Already without power for more than a week in the wake of Sandy, hard-hit residents of the borough’s South Shore braved a winter storm Wednesday night, with many — perhaps hundreds — huddling in condemned homes and ignoring orders to evacuate out of fear looters would take what little Mother Nature has left them.
Bold emphasis mine.
So we have what is admittedly a horrible situation. Nobody will argue that. But FEMA came and saw that these structures were unsafe. What’s more, in each case the power and water cannot be restored until the power company can ensure that the wiring and plumbing is safe so in all likelihood power and water would not be restored for weeks, or even months in some cases.
So you have people in houses so badly damaged by the two storms that they’ve been condemned, with no power and water, and no way to repair the houses in a timely manner so that power and water can be restored. Home repair and construction just does not happen overnight, especially in the North East where bureaucratic red tape and strict building codes are a way of life.
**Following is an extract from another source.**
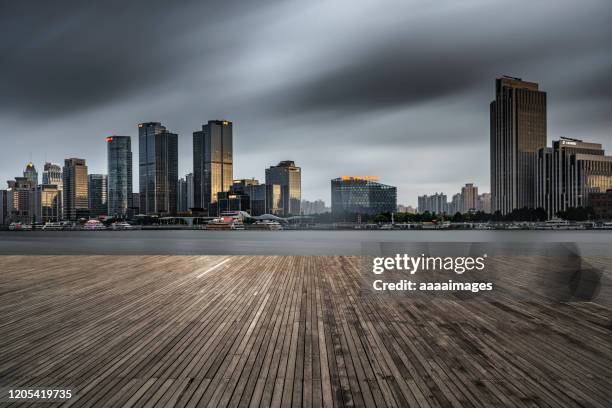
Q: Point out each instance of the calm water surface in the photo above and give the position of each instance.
(192, 242)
In a very real sense, FEMA couldn’t stay. Imagine the outcry if one of those condemned structures burned to the ground when a fire lit to keep residents warm in the cold raged out of control while they slept, killing everyone inside. They’d be blaming FEMA for providing food and water, encouraging these people to stay in unsafe structures!
Even temporary structures aren’t a solution here. You can’t park (the new non-toxic) FEMA trailers in a neighborhood with no power and no water and sewer facilities, and the residents are refusing to take shelter elsewhere because they’re afraid that if the do that looters will take whatever they have that is left undamaged.
That’s a very real and very valid fear, but FEMA is (not yet) an armed security agency, and the local law enforcement are spread thin enough that stopping looters would be impossible. Moving trucks are in very short supply, and even if you had one where would you get the fuel for it?
There is absolutely no doubt that the entire situation is a tragedy, and there will continue to be lots of finger-pointing for years to come. In this particular situation however, you have a group (regardless of whether you think them adequately supplied and skilled or otherwise) with finite resources. They made the right decision to put their resources to use where they could do the most good and pull them from areas that needed to be evacuated.
In medical triage, some patients get immediate care. The walking wounded get to wait a while, and some unfortunate souls get black tagged: palliative care only. It sucks, but it’s the best way we have to handle disasters.
The solution? There are many ways to approach this, but it’s my opinion that the bureaucracy, the top-down central planning that is a way of life in that area plays some part in this. The other side of that coin is the dependency on that same bureaucracy, combined with the failure of those dependents to have adequate preparations of their own.